Friday, November 24, 2017 by Russel Davis
A study published online in the journal Dreaming has revealed that a combination of several techniques may help increase the likelihood of experiencing lucid dreams. Lucid dreaming is defined as the capacity to remain aware while a dream is occurring and being able to control the experience. A team of researchers at the University of Adelaide in Australia have recruited up to 169 volunteers as part of the study. The participants have been instructed to perform three lucid dreaming techniques: reality testing, wake back to bed and mnemonic induction of lucid dreams (MILD).
The reality testing technique has prompted participants to check their environment several times daily to see whether or not a dream has occurred. On the other hand, the wake back to bed approach entails waking up five hours after sleeping, staying awake for a few minutes and then going back to sleep in order to enter a rapid eye movement (REM) sleep period. Dreams are more likely to occur during the REM period, the experts say. In addition, the MILD technique involves waking up five hours after sleeping and repeating the phrase “The next time I’m dreaming, I will remember that I’m dreaming” before going back to sleep. The research team has also given the participants a questionnaire and a logbook to keep track of their dream experiences for a week.
“Reality testing is practiced throughout the day, and even though you’re forming that intention, when you go to sleep there’s still a gap between when you last do a reality test. Lucid dreaming tends to happen in the last couple of hours of sleep. Hence waking up after five hours to do the MILD technique, you’ll have a very strong intention directly before your most intense dreaming period,” the expert has stated in a Mashable.com entry.
“The MILD technique works on what we call ‘prospective memory’ – that is, your ability to remember to do things in the future. By repeating a phrase that you will remember you’re dreaming, it forms an intention in your mind that you will, in fact, remember that you are dreaming, leading to a lucid dream,” lead researcher Dr Denholm Aspy has told Science Alert online.
The study’s findings have shown that participants who combined all three techniques have exhibited a 17 percent success rate in experiencing lucid dreams within a period of only one week. This has been significantly higher compared with a baseline week when the participants did not adopt the techniques. The research team has also observed that the success rate has risen to as much as 46 percent among participants who were able to go back to sleep within the first five minutes of completing the MILD technique. (Related: Four ways to vastly improve your sleeping quality and dream life.)

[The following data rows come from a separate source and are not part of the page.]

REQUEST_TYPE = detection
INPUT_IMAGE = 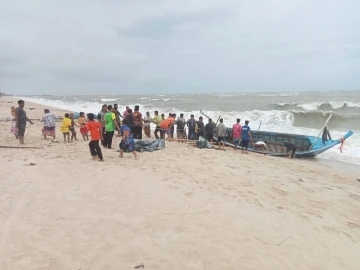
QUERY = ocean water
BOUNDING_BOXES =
[17,91,360,164]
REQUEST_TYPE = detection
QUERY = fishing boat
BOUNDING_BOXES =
[200,111,353,158]
[221,128,353,158]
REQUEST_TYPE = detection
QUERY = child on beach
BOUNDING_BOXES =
[70,113,78,142]
[60,113,71,143]
[79,112,89,141]
[86,113,104,161]
[10,106,19,139]
[117,119,138,159]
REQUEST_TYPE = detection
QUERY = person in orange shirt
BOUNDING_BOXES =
[160,114,175,140]
[86,113,104,161]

Participants who experienced lucid dreaming are also less likely to lack sleep, the experts have reported in a Daily Mail article. According to the scientists, the results suggest that lucid dreaming does not have an adverse effect on the body’s overall health and wellness. The research team adds that the findings not only provide an insight on the mechanics of lucid dreaming, but may also show potential implications in the development of various disease treatments.
“Importantly, those who reported success using the MILD technique were significantly less sleep deprived the next day, indicating that lucid dreaming did not have any negative effect on sleep quality. These results take us one step closer to developing highly effective lucid dream induction techniques that will allow us to study the many potential benefits of lucid dreaming such as treatment for nightmares and improvement of physical skills and abilities through rehearsal in the lucid dream environment,” a university release reads.